The Indians have almost an embarrassment of riches when it comes to starting pitching. Their rotation is probably the envy of any team in the major league – which is why the team’s not being shy about shopping around starting pitching to bolster other holes in the lineup.
Were it not for a fateful trade 10 years ago this week, they might have even more.
The Indians came into the 2008 season with high expectations, having come one win away from advancing to their first World Series in a decade the season before. But the team stumbled out of the gate and started dealing away players, including defending American League Cy Young Award winner CC Sabathia and third baseman Casey Blake, who went to the Dodgers in August for a catching prospect named Carlos Santana, in a move that reaped dividends for the Indians for the better part of the next decade. (Blake signed a three-year deal with the Dodgers following the season, and finished out that contract before latching on with the Rockies for 2012 spring training, but got cut and then retired.)
Blake’s trade meant the Indians were in the market for a third baseman, so they traded for Cubs infielder Mark DeRosa in a deal finalized on New Year’s Eve 2008. He had one year left on his current contract, and the Indians wanted him to play third base instead of potentially moving Jhonny Peralta over to third and sliding Asdrubal Cabrera to shortstop. He didn’t even last the year for the Indians, who flipped him to St. Louis for Jess Todd and Chris Perez, who filled in capably if not tumultuously as the Indians closer from 2010 to 2013.
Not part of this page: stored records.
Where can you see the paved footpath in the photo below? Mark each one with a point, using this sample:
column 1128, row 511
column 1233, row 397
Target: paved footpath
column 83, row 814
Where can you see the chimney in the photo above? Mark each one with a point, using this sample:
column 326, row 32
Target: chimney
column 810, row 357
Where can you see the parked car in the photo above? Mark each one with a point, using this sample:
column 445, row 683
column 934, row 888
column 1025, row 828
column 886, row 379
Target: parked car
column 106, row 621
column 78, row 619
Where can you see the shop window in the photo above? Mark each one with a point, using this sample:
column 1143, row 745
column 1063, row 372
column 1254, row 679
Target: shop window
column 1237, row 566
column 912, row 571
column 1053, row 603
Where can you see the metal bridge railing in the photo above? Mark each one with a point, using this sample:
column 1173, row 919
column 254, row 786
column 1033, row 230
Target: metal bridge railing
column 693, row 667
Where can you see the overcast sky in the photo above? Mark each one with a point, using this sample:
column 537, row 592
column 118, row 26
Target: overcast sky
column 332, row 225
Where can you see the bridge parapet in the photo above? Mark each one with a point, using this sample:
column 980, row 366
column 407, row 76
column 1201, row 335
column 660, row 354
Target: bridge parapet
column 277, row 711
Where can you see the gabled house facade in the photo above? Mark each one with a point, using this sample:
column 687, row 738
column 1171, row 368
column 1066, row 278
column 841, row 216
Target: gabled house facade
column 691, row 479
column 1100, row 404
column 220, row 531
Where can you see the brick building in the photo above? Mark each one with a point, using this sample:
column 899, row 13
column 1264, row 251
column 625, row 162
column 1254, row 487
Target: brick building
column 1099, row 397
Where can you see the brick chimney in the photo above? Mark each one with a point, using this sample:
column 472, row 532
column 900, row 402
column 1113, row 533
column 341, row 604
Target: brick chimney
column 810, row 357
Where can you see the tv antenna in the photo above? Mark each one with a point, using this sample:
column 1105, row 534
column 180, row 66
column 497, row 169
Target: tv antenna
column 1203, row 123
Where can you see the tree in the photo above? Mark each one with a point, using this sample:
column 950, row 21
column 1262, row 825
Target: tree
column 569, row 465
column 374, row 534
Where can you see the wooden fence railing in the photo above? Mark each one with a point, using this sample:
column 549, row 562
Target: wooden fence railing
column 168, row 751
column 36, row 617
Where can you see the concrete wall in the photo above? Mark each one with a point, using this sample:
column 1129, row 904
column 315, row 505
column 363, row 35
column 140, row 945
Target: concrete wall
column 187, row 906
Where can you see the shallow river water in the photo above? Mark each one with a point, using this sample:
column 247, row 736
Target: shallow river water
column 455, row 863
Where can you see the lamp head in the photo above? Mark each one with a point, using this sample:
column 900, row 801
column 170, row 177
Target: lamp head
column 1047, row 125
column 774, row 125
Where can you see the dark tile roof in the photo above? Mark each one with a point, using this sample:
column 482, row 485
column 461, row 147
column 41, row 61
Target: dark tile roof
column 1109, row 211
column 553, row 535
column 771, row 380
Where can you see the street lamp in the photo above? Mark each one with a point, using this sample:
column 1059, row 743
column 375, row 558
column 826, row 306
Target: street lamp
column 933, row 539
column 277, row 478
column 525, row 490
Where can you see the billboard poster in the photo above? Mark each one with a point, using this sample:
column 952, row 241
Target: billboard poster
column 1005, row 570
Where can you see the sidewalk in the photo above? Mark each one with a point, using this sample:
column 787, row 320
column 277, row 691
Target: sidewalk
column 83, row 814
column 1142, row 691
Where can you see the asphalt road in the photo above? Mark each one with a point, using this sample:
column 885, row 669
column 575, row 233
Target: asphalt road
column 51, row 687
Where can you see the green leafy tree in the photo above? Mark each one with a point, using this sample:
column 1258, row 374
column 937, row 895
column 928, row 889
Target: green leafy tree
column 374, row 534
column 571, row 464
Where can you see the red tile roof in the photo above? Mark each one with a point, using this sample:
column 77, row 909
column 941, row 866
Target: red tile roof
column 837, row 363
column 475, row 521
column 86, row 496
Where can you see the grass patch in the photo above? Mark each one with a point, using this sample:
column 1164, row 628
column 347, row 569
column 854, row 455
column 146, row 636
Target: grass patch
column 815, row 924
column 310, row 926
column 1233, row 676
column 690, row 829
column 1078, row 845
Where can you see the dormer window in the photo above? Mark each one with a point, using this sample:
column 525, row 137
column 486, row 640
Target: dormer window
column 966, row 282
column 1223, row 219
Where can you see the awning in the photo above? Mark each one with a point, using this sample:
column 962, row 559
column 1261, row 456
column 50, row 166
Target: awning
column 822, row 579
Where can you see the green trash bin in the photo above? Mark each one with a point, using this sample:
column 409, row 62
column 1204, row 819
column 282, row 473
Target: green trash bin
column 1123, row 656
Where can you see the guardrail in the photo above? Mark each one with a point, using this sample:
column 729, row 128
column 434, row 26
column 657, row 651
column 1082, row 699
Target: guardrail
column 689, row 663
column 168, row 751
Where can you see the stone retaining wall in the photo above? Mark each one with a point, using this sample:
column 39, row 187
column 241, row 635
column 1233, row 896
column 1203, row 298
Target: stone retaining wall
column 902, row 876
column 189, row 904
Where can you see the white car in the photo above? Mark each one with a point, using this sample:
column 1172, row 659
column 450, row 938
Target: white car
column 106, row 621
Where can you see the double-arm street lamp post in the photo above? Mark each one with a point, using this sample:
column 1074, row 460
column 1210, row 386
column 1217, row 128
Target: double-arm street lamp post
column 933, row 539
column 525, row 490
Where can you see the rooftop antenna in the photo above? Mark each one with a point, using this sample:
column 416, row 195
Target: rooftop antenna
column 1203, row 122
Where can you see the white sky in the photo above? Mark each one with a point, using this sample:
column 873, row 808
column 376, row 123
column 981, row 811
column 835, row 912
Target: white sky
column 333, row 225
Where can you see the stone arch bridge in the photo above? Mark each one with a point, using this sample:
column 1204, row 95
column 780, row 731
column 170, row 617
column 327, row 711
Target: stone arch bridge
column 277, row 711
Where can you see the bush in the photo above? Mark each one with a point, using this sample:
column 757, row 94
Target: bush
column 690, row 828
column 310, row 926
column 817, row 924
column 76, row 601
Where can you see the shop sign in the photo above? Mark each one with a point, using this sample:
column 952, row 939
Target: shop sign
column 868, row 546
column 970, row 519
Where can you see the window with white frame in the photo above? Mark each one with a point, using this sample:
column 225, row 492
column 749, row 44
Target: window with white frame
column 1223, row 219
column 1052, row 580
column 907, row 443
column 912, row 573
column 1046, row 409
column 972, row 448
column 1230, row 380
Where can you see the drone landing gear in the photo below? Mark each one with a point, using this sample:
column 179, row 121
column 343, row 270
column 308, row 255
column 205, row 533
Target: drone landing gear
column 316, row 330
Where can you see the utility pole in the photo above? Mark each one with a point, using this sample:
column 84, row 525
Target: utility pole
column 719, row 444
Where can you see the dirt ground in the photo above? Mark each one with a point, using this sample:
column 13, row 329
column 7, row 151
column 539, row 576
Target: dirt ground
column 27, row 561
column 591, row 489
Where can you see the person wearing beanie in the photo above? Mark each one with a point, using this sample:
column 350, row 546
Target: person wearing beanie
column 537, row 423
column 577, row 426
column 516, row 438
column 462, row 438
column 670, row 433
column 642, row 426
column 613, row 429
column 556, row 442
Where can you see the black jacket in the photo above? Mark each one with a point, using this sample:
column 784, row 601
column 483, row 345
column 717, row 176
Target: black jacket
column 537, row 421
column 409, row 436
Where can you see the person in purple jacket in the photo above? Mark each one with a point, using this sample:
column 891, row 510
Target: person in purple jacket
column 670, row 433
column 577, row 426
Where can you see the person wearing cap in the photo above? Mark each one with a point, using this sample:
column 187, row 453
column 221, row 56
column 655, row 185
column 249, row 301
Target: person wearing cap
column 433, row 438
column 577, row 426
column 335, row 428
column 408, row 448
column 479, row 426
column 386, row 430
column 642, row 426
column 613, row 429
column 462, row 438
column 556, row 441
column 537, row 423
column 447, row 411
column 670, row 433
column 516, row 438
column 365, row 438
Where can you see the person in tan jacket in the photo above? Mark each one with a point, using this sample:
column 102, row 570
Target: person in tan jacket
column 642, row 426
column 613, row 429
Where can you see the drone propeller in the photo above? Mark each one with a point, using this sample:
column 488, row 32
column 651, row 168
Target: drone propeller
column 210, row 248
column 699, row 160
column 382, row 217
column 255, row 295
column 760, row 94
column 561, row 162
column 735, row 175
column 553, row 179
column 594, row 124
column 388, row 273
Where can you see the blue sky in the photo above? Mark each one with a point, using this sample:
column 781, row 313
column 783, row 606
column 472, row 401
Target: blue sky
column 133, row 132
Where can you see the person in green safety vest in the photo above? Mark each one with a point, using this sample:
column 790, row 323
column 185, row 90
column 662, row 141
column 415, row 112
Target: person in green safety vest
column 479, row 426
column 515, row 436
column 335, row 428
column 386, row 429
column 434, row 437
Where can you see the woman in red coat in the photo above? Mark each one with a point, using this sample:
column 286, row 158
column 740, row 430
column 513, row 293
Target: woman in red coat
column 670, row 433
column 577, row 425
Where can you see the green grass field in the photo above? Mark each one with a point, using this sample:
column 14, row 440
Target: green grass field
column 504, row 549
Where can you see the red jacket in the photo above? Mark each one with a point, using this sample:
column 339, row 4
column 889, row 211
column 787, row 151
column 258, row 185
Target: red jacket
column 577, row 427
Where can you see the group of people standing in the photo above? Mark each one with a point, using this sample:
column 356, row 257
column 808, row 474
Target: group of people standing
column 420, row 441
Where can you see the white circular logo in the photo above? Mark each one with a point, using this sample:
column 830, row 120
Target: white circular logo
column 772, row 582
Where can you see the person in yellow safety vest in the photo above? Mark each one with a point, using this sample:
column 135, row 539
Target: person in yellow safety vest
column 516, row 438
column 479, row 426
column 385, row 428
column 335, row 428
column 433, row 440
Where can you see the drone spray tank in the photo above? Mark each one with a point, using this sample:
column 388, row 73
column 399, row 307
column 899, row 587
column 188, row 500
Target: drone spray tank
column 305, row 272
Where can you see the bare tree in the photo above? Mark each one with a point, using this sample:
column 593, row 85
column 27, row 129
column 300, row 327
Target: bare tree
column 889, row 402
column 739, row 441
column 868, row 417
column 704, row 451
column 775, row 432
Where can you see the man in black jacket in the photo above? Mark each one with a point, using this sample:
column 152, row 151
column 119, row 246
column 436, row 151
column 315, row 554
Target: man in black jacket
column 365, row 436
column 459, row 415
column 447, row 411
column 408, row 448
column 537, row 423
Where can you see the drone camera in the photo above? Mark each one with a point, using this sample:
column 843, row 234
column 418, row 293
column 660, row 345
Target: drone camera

To get DeRosa, the Indians dealt three pitchers: Jeff Stevens (who came to Cleveland from Cincinnati for Brandon Phillips), John Gaub and Chris Archer, who’d been drafted in the fifth round by the Indians in 2006. Stevens was the only pitcher who’d been on the Indians’ 40-man roster. Gaub and Archer both spent most of the 2008 season in Lake County. “Maybe they’ll pitch in the big leagues eventually,” Terry Pluto wrote four days after the deal. “But it won’t be soon.”
Stevens appeared in a total of 33 games in a three-year career before joining the Orioles in 2014 as a scout. He’s been with several teams in the same capacity since. Gaub’s Major League career consisted of four games in 2011. He’s returned to his native Minnesota, where he’s an assistant baseball coach at Concordia University, St. Paul.
Archer, of course, remains in the major leagues. The Cubs didn’t hold on to him either, dealing him to Tampa Bay as part of an eight-player trade before the 2011 season. Archer made his major league debut for the Rays a year later. He was a mainstay of the Rays rotation with three straight years of at least 233 strikeouts, before being sidelined by injury last season and ultimately being traded to the Pirates.
It’s easy to wonder what Archer’s fate might have been had he stayed in Cleveland. Would his pitching have put the Indians past the Cubs in 2016? Would it have helped put the hammer down against the Yankees in 2017? Would he have benefitted from the steady hands of Mickey Callaway and Terry Francona? Or would he have followed the same trajectory of a hard thrower who hasn’t quite reached his full potential?
Either way, if he was on the Indians’ roster right now, he might be up for a trade, too – or make it easier for the Indians to turn loose one of the guys at the top of the rotation, should that come to pass.